I will remember looking at her jewellery in the sun. In recent years, I would go up to Elizabeth's home all the time to make sure she was exercising or I would send someone else to make her get in the pool. She was not a fan of exercise, so most of the time we would end up taking out her jewellery and just looking at it in the sunlight.
We first met when I was 21 and she was 23 and found we were very relaxed together. I can't remember how it happened, but then I can't remember much now about when I was 21. A man I knew was in love with Elizabeth, I think, and I knew both of them.
At that time, people were not fawning all over her – except the men, of course. We would talk mainly about work. We were both working six-day weeks and she was looking for the next piece of work. She never had a scheme, though. She was the kind of person who felt that things just happened when they should happen. Her marriage to Michael Wilding was ending and, although he was a nice person and was very nice with her, Elizabeth had adventures to go on. And, when I think of it, one of those adventures she never got around to having was to be anonymous. She talked to me about being a regular housewife. She honestly wanted that – to look after a home and kids.
She had been a star since she was a child and was not as naturally outgoing as me anyway. When I was pregnant, I would go to her house and eat ice-cream and she would tell me what the rest of pregnancy was going to be like. Later on, she would come to my one-room shack on the beach. She told me so much about her life there, not just about her childhood but about things that had happened to her and which I will never tell.
I introduced her to Mike Todd, her third husband, on Around the World in 80 Days and then watched the negotiations between them. And they were negotiations.

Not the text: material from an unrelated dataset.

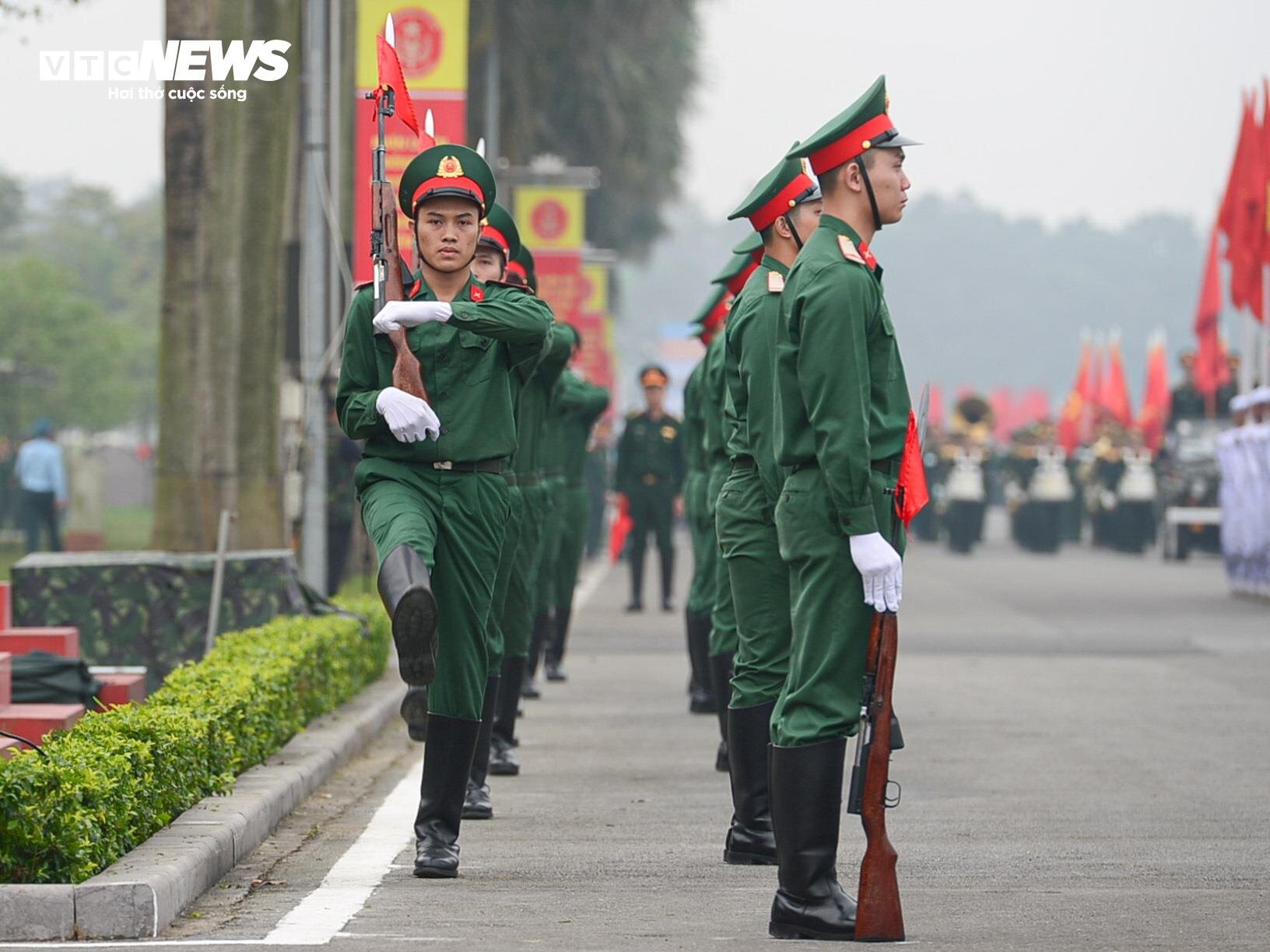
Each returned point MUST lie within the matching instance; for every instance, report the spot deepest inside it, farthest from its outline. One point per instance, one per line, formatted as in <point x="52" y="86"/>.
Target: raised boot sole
<point x="414" y="631"/>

She was very funny. She used to bargain with him about going out to dinner.
Later, she told me about asking for $1m to do Cleopatra and she laughed. She never expected anyone to pay it. But she was a good businesswoman and later she turned all that into a multimillion dollar concern. She felt that, since she was perceived as a product, she might as well use it. Elizabeth was always regarded as a prize and she knew how to manipulate that with men, too.
She did not see herself as "Elizabeth Taylor" at all. She was much more like a Yiddisher momma, to be honest. She used to say she was going to have to be "Elizabeth Taylor" and put on that show. That was the gig, after all. It's what she had to do.
She was so much more down to earth than you would imagine. I miss her deep, deep humanity – something you don't find very often. And, of course, her humour. We wanted to make fun of the world together. Not to look down on it, though. We just watched.